Jeanne d’Arc, cette semaine, avait décidément les
honneurs de l’actualité. On apprenait en effet avant-hier que le Front
national nouveau style renonçait définitivement à son habituel défilé
devant la statue de l’héroïne, place des Pyramides à Paris, mais ne
manquerait pas de trouver d’autres façons de l’honorer quand il en
aurait le temps. Jean-Marie Le Pen, furieux du nouveau camouflet que lui
inflige le parti dont il fut le fondateur, a aussitôt fait savoir qu’il
maintiendrait la tradition qu’il avait inaugurée dès 1979 et qu’il
invitait ses fidèles à se compter autour de lui le 1er mai prochain. Il est permis de prédire que le compte sera vite fait.
Dans les années de l’immédiate après-guerre, le
Parti communiste français, ayant découvert et suivi les chemins du
patriotisme après l’invasion de l’URSS par le IIIe Reich, avait pris lui
aussi le pli d’organiser des cortèges, sinon des pélerinages, en
l’honneur de la sainte. Rituel inattendu et décalé qui était peu à peu
tombé en désuétude, tant les liens entre le personnage historique de
Jeanne et le marxisme-léninisme ou le Komintern apparaissaient peu
évidents.
Nombreux sont les hommes et les partis
politiques qui ont joué à des fins intéressées au petit, au très petit
jeu du « Jeanne avec nous. » Comment aurait réagi Jeanne face à certains
hommages, à ceux qui les lui rendaient et aux motifs qu’ils en
donnaient ? On ne le saura jamais. C’est dans un roman de Jules Romains,
Les Copains, que Vercingétorix en personne se dresse sur le
socle du monument qui lui est dédié et apostrophe avec verdeur la foule
des notables venus l’inaugurer. Force est de constater que Jeanne n’est
jamais descendue de son cheval doré pour dire leur fait à ses visiteurs
du dimanche.
On ne parlera donc pas à sa place et on ne se
risquera pas à dire ce que penserait Jeanne d’Arc, si elle revenait
parmi nous, à quel parti elle adhèrerait, à quel candidat elle se
rallierait (à moins qu’elle soit elle-même candidate) ni ce que seraient
exactement ses prises de position par rapport à la loi El Khomri, à la
déchéance de nationalité, à l’IVG, à la GPA, au mariage pour tous, au
féminisme, à Daech, à l’euro, et, bien sûr, au « Brexit ».

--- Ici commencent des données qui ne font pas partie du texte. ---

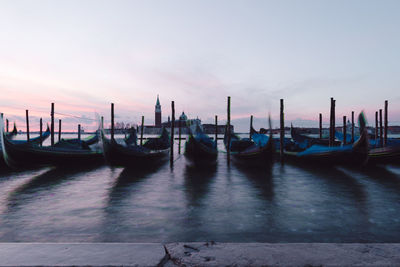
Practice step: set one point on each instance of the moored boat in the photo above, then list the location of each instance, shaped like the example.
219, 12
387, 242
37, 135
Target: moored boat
132, 155
352, 154
200, 149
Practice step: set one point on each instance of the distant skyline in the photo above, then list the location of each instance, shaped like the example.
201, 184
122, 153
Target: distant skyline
83, 55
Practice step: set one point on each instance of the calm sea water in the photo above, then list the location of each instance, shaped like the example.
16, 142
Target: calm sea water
284, 203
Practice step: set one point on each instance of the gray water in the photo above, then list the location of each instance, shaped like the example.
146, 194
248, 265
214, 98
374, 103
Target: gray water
284, 203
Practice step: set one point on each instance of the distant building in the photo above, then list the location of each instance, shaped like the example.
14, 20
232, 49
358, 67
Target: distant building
157, 113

Jeanne d’Arc, dont chacun est libre de se revendiquer, appartient à tout le monde, c’est dire qu’elle n’appartient à personne.

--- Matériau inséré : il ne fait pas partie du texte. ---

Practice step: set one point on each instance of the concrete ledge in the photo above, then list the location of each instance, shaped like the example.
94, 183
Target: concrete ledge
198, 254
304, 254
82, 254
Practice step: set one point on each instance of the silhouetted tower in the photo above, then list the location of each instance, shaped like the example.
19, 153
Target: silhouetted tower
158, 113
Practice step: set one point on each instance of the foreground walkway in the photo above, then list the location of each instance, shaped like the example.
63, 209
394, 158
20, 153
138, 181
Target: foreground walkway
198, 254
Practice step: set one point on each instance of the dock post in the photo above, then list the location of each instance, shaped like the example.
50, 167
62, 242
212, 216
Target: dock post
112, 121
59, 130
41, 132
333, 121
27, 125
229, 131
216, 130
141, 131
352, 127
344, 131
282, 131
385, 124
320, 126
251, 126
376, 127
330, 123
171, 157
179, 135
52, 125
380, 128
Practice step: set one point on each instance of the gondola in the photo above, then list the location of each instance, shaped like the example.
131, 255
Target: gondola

On peut quand même tenir pour assuré
qu’aujourd’hui comme hier, elle ne se demanderait pas ce que son pays
peut faire pour elle mais bien ce qu’elle peut faire pour son pays. On
ne risque guère de se tromper en imaginant que, pendant la dernière
guerre, elle se serait engagée dans la Résistance plutôt qu’elle
n’aurait versé dans la collaboration. Il y a même un mot qui ne laisse
aucune place au soupçon ou au doute, un mot sur lequel pas plus
qu’elle-même nous ne sommes prêts à transiger ou à trahir, un mot qu’ici
nous partageons avec elle: la France.